El cooperativismo llegó a Chile a fines del siglo 19 y encuentra su origen como una respuesta al impacto de la Revolución Industrial. En Chile hay más de 1.800 cooperativas activas, abarcando diversos sectores productivos, como la agricultura, la pesca, la minería, el comercio y los servicios, las que representan cerca de un 1% del PIB, a pesar de que sus socios suman casi el 10% de la población del país. En el último año crecieron un 11%, lo que da cuenta del creciente interés por esta forma de organización económica y social con un fuerte impacto en el territorio y que se basa en la participación democrática y la autogestión de sus socios.
Y si bien las cooperativas en Chile arrastran el estigma de la mala gestión que derivó en la desaparición de muchas en décadas pasadas, el modelo es, para los pequeños, una forma de competir en condiciones favorables en mercados cada vez más competitivos, usualmente dominados por las grandes empresas, donde las opciones de acceder a canales de comercialización están limitadas por los volúmenes y lamentablemente, por prácticas anticompetitivas.
La asociatividad mejora la productividad vía economías de escala -por ejemplo, al reducir los costos de los insumos-, sin concentrar propiedad, desafiando a las empresas tradicionales. Además, la asociatividad contribuye a la diversificación sectorial y regional y genera estabilidad que fortalece la economía y la democracia.
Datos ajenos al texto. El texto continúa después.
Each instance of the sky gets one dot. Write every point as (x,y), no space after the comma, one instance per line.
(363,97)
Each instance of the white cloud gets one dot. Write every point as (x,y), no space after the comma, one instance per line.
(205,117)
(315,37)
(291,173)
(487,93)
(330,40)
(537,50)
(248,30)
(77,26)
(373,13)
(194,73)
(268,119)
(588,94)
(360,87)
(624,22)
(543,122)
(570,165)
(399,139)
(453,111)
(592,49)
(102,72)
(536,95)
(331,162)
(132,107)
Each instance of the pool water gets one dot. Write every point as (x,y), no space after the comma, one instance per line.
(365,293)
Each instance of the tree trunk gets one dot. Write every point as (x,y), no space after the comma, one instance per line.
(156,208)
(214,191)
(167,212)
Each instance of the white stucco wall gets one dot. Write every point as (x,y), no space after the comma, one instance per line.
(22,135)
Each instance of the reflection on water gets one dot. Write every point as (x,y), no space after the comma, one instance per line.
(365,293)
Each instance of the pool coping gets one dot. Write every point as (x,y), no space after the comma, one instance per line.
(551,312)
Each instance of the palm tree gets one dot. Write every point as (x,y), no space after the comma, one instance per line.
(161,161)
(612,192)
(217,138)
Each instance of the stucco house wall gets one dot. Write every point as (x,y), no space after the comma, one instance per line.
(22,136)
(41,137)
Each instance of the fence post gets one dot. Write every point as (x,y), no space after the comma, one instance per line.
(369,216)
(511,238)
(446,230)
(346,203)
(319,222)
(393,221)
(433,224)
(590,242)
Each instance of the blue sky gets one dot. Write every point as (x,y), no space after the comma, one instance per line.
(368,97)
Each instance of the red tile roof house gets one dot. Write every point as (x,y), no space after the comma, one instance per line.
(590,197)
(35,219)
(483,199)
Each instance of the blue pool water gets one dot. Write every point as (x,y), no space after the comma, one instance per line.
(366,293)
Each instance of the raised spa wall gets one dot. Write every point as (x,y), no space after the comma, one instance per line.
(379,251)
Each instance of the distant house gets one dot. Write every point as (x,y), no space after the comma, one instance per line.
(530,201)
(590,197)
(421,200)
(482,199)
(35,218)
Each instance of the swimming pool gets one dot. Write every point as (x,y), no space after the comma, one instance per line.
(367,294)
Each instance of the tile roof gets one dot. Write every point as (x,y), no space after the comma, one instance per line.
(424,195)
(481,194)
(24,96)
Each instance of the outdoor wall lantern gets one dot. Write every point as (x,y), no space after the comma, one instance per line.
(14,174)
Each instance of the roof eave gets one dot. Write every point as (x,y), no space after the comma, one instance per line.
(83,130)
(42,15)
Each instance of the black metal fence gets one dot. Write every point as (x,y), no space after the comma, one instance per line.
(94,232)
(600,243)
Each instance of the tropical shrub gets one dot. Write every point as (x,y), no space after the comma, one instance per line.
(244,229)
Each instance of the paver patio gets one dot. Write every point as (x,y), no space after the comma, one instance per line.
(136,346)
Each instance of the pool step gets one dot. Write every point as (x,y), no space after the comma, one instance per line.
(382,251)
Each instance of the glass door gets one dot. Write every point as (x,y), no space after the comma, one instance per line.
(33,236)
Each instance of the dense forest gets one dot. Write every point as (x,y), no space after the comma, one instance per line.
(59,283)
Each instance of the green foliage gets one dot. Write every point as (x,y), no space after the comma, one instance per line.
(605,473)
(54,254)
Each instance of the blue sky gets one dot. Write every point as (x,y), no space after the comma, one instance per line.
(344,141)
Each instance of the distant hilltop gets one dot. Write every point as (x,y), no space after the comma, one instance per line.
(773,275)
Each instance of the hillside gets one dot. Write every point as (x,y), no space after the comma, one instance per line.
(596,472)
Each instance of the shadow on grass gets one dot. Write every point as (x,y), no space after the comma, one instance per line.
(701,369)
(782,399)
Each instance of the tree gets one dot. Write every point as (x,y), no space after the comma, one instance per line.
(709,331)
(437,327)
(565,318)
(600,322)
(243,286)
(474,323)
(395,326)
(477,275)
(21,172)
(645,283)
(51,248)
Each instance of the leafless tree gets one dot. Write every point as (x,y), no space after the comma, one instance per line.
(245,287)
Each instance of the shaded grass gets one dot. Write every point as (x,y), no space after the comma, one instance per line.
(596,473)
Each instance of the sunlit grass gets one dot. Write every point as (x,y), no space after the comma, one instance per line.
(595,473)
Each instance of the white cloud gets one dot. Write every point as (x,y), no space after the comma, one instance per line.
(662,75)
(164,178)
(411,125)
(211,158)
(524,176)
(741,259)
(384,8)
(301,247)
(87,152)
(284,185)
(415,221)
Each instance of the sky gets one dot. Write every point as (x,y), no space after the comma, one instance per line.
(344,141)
El éxito del cooperativismo moderno en Reino Unido, España, Nueva Zelandia, Francia, Australia e Italia, entre otros países, es un argumento para apostar por este modelo en el agro de Ñuble, caracterizado por la alta atomización de la propiedad de la tierra. En Europa, el 20% de los agricultores es socio de una cooperativa. En Francia, son el 50%. En Holanda hay 3 mil cooperativas, su participación de mercado es del 70% y son responsables del 18% del PIB.
En Chile, Colun y Capel son ejemplos exitosos del modelo que ha permitido a miles de pequeños productores no sucumbir ante una industria altamente concentrada y con distorsiones de precios que hacen difícil su supervivencia.
No obstante, es necesario más que los discursos para promover modelos asociativos en el agro chileno, pues hay que enfrentar la arraigada desconfianza del hombre de campo, reacio a generar alianzas, una tarea que no será sencilla.
En ese contexto, una buena noticia es el reciente lanzamiento del programa Fortalecimiento y Creación de Cooperativas, por parte del Ministerio de Economía, con el que se espera beneficiar a 67 cooperativas en todo el país.
Por ello es que se valoran aquellas iniciativas públicas y privadas que promueven la generación de alianzas, encadenamientos productivos y emprendimientos colectivos en el agro, como se ha hecho, por ejemplo, con los viñateros en el Valle del Itata, pues este modelo es un camino para que la pequeña agricultura pueda sortear con éxito los desafíos de la industria y contribuir al desarrollo de Ñuble.